С обломками в руках он посмотрел на нее, взглядом спрашивая, что ему делать дальше. Она показала на дверцу под раковиной, он отступил. Она открыла ее, и он выбросил разбитую тарелку.
— Через тысячу лет кто-то найдет это и скажет, что мы, должно быть, были более-менее цивилизованными.
Он смотрел на нее, как маленький мальчик.
Она опять попыталась улыбнуться. — Практичными, даже если и не обладали хорошим вкусом.
Сын кивнул, но не улыбнулся. Ни улыбки, ни слез. Коснулся ее руки. — Послушай, мама, давай просто забудем правду, хорошо? Как будто ее не было.
Она кусала нижнюю губу.
Мальчик отошел от нее, увидев, как она потянулась, чтобы прикоснуться к нему, схватил крышку и закрыл банку со взбитыми сливками.

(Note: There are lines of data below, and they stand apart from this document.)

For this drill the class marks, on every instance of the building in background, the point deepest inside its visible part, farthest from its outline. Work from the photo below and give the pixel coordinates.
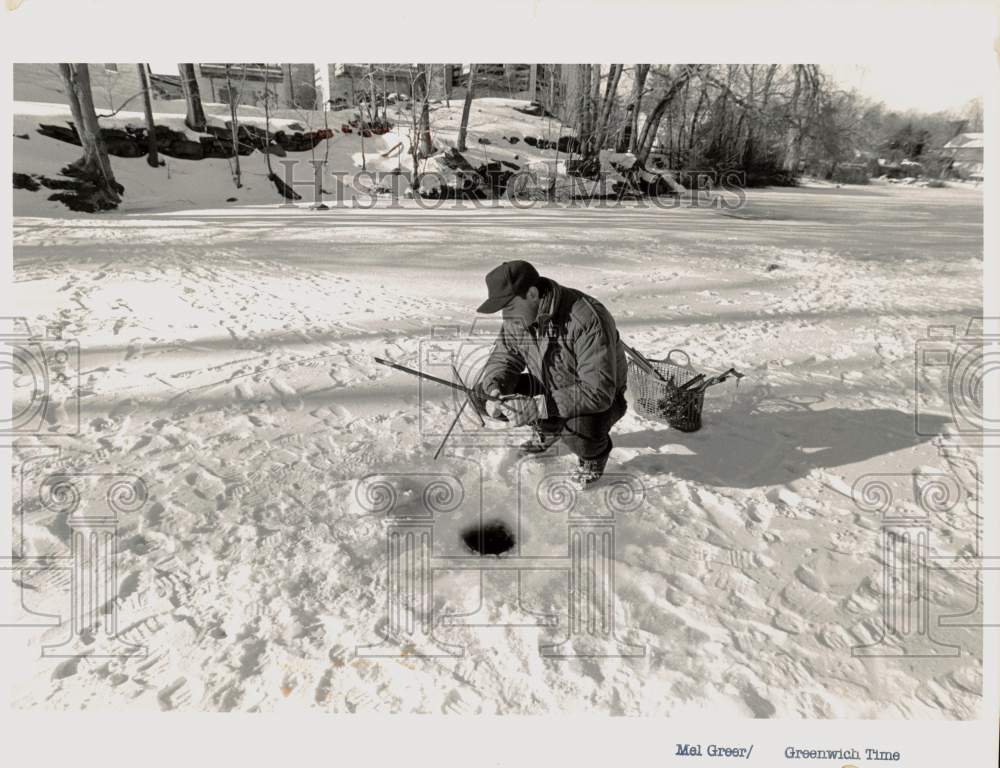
(290, 86)
(966, 152)
(351, 84)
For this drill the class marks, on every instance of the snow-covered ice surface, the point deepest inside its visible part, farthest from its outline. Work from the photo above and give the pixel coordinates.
(227, 360)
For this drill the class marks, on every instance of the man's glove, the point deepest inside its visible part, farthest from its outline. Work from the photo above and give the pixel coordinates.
(485, 402)
(525, 410)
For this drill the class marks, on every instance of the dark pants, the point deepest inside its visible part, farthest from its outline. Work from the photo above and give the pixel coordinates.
(586, 435)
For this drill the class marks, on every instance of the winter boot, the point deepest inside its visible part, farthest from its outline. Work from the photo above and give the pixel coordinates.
(539, 442)
(589, 471)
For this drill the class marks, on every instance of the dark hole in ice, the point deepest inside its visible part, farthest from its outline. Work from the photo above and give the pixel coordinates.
(493, 538)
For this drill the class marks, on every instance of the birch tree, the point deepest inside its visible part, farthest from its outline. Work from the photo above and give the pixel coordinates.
(95, 165)
(195, 118)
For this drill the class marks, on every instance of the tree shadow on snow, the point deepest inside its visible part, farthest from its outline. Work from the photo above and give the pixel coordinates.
(766, 446)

— Это — мой любимый десерт, и ты — единственная, кто умеет его готовить. А сейчас я, действительно, устал.
Она кивнула: — Доставай свою пижаму, а я принесу свежее полотенце.
— Я не ношу пижаму, — с неприязнью произнося слово, которое считал детским. — Кстати, мне нужны плавки. Сейчас все их носят.

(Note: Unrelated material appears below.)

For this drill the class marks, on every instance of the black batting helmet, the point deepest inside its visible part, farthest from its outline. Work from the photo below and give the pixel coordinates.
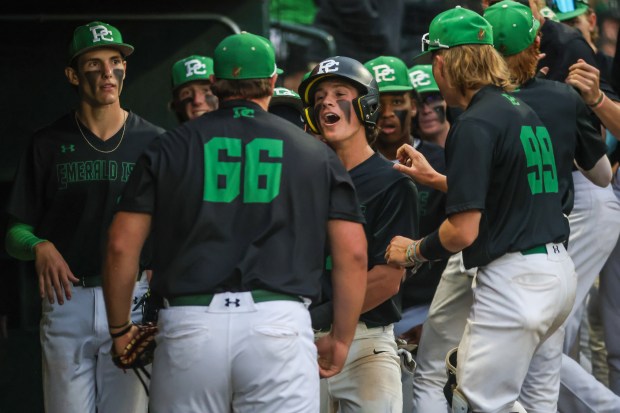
(366, 105)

— Да, — Она кивнула еще раз. — Я знаю.
Билет на самолет невозможно было поменять. На следующее утро Сидни попросил Хелен узнать, как поменять билет. Все билеты были проданы. Он застрял здесь на четыре дня, и, похоже, не собирается с ней разговаривать. Он сказал, его не интересует вид на Блэк Хиллз, ему не хочется выходить из квартиры, он не желает — не желает — встречаться с ровесниками. Но ничего не имел против новой пары кроссовок.
Они помирились на том, что не будут упоминать об отце. Она ожидала, что Риз позвонит, но не хотела, чтобы Сидни прочитал ее мысли. Если даже он и думал о чем-то, кроме кроссовок, то не подавал виду. Она предложила пойти в Уол Драг, дорога в который, по случайному совпадению, проходила возле дома Блу Ская. На почтовом ящике все еще стояла фамилия Роя. Сидни заметил это, посмотрел на дом и ничего не сказал. Хелен увидела машину Риза, но сказала только: — Все дороги ведут в Уол Драг. Ты о нем слышал?
— А почему я должен слышать о нем?
— Это — популярное место. Оно на каждом указателе.
Но на следующем щите, который они проехали, была реклама «Pair-a-Dice City»: Собирайте памятные монетки заповедника. Принимайте участие в турнире на игральных автоматах.
— Особого умения не нужно, чтобы играть на игральных автоматах, правда? — спросил он.
— Правда.
— Зачем же тогда устаивают турниры?
— Из-за прибыли, — ответила она, довольная, что ее спросили, готовая отвечать на любой его вопрос. — Все дело в прибыли.